HHA owner receives 6-year sentence, must repay millions.
While you were busy wrapping presents and making sure holiday shifts were covered, the feds were piling up indictments, convictions and prison sentences under their Christmas tree. Take a look at the latest batch of enforcement actions that occurred over the holidays:
In Dallas: The feds have indicted two home health agency co-owners and two nurses in a $13.4 million Medicare fraud scheme. Timely Home Health Services Inc. owner, administrator and LVN Patience Okoroji, owner, DON and RN Usani Ewah, RN Joy Ogwuegbu, and LVN Kingsley Nwanguma paid recruiters for referrals, falsified documentation, and submitted false claims, according to a Department of Justice release. The scheme ran from 2007 to 2015, prosecutors allege. In Boston: Last fall, a federal jury convicted the former clinical director of At Home VNA of fraud and money laundering charges. Now Janice Troisi has been sentenced to three years in prison for billing Medicare for home care services that weren’t medically necessary or furnished, the DOJ says in a release. Troisi and fellow RN and At Home owner Michael Galatis trained VNA nurses to recruit seniors through wellness clinics held at senior residential facilities, then the nurses fudged documentation to make the patients appear homebound and eligible for services. The VNA’s paid medical director signed certifications for the ineligible patients, prosecutors said. Troisi and Galatis ignored requests from patients’ physicians and VNA staff to discontinue seeing patients who didn’t need home care services.

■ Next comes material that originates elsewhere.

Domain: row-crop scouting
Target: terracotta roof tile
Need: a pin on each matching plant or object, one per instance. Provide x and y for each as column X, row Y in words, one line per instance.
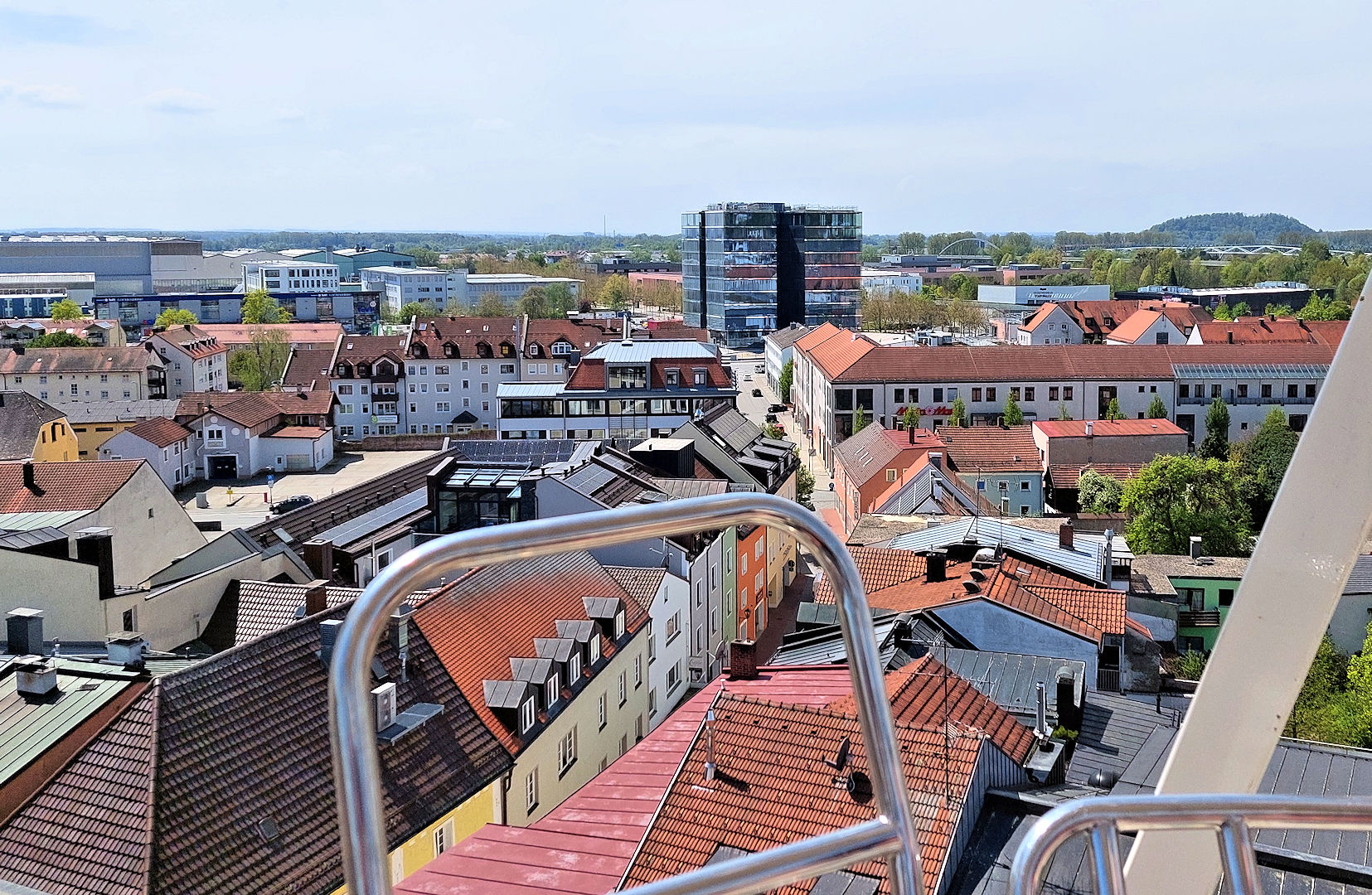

Troisi also received three years’ supervised release. Galatis was convicted in the scheme in 2014 and sentenced to more than seven years in prison (see Eli’s HCW, Vol. XXIV, No. 9). The medical director, SpencerWilking, pled guilty in the scheme in 2014 (see Eli’s HCW, Vol. XXIII, No. 9). Wilking got one year of home confinement and a $7,500 fine, the DOJ notes.
In Texas: A federal jury has convicted RN Florence Kroma of Medicare fraud. From 2008 to 2013, the owner of Mt. Zion Home Health Agency in Denton submitted false claims for home care services which were not provided and not authorized by the patients’ physicians, the DOJ says in a release. Kroma submitted claims for services she allegedly provided when she was out of state and for services she allegedly provided to patients who testified that they did not know her and had never heard of her company.
In Detroit: After pleading guilty to Medicare fraud, the owner of Advance Home Health Care Services Inc. has been sentenced to more than six-and-a-half years in prison and been ordered to pay $4.6 million in restitution, the DOJ says in release. Amer Ehsan conspired with physicians, physical therapists and patient recruiters to bill Medicare for unnecessary home care services and paid co-conspirator physicians to refer Medicare beneficiaries to Advance and sign medical documents falsely certifying that they required home care, the release says. Ehsan also admitted that at his direction, Medicare beneficiaries received cash kickbacks in exchange for signing multiple blank physical therapy records. And he owned and controlled Michigan Rehab and Management Services, which he used to sell information about beneficiaries and corresponding fictitious patient files to other Detroit-area HHAs. Twelve defendants have pled guilty in the “wide-ranging scheme,” the DOJ says.